I thought I was into a poorly written and possibly disappointing book as I started it out. I didn't care about the characters stranded on a mountaintop in California, or the whiny self centered astronaut-scientist at the other focal point of the story. What compelled me to continue was the basic premise of the story.

The machines that nearly wiped out humanity did not work over 10,000 feet. People throughout the world retreated to mountainous regions and struggled to survive. Tiny pockets of survivors clustered on lone mountaintops in California, while some 14 million people made it to the highlands in Colorado, preserving the core of the American government. Some strange war is being waged in the highlands of Asia, which you are only given tantalizing glimpses of.

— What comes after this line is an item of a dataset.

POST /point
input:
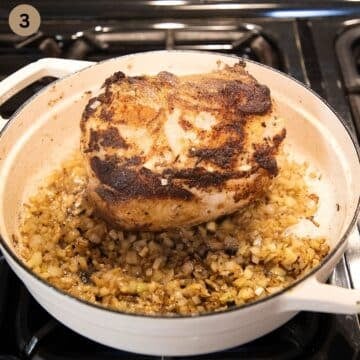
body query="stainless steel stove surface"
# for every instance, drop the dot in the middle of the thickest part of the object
(303, 48)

While you are treated mid-story to an interesting landing of the Space Shuttle on a highway near Leadville Colorado, up to that point in the book, I was still wondering what I was waiting for. Things quickly unravel at that point. You find that the remnant of the American government is brutalizing the survivors and using their carefully collected scientists not to find a cure for the machine plague, but a way of weaponizing it further so they can destroy the Chinese and Muslim survivors and emerge to rule the world. While the astronaut-scientist plots to cure the plague and thwart the evil machinations of the corrupt government, the other big reveal happens at the other end of the story. One of the survivors of the plague on an isolated mountaintop turns out to be the designer of the nano-machines. He makes a harrowing trip to a nearby mountaintop where there is a radio and contacts the government.

Now the book really jells together in an exquisite fashion. The government flies out the astronaut-scientist who teams up with the designer. They figure out how to fix the mess, and go down to raid the original lab that the machines were designed in. There is a mini-coup and the scientist quickly engineers an anti-machine plague from the remnants of the lab. Angered at their defiance, the corrupt government sends in troops to quell the coup and snatch the technology and information. The heavy handedness of the response virtually guarantees the destruction of the prize, but the scientist manages to slip away with the cure and 3 survivors of the coup. The book ends with the coup survivors infecting themselves with the cure and splitting up to strike out and spread the cure among any other survivors.

The book has some nice embedded ironies. The designer resorts to cannibalism to survive, which is what his invention did to the human race. The surviving government, rather than providing refuge and seeking to cure the plague, brutalizes the survivors and seeks to make things even worse. The savior scientist has to go rogue in order to be effective and ends up working almost alone against overwhelming odds. In the end, the cure is passed on by drinking the blood of the inoculated ushers of the cure, which is resonant of a religious salvation.

In the end, well worth the read, and a good story to be made into a movie.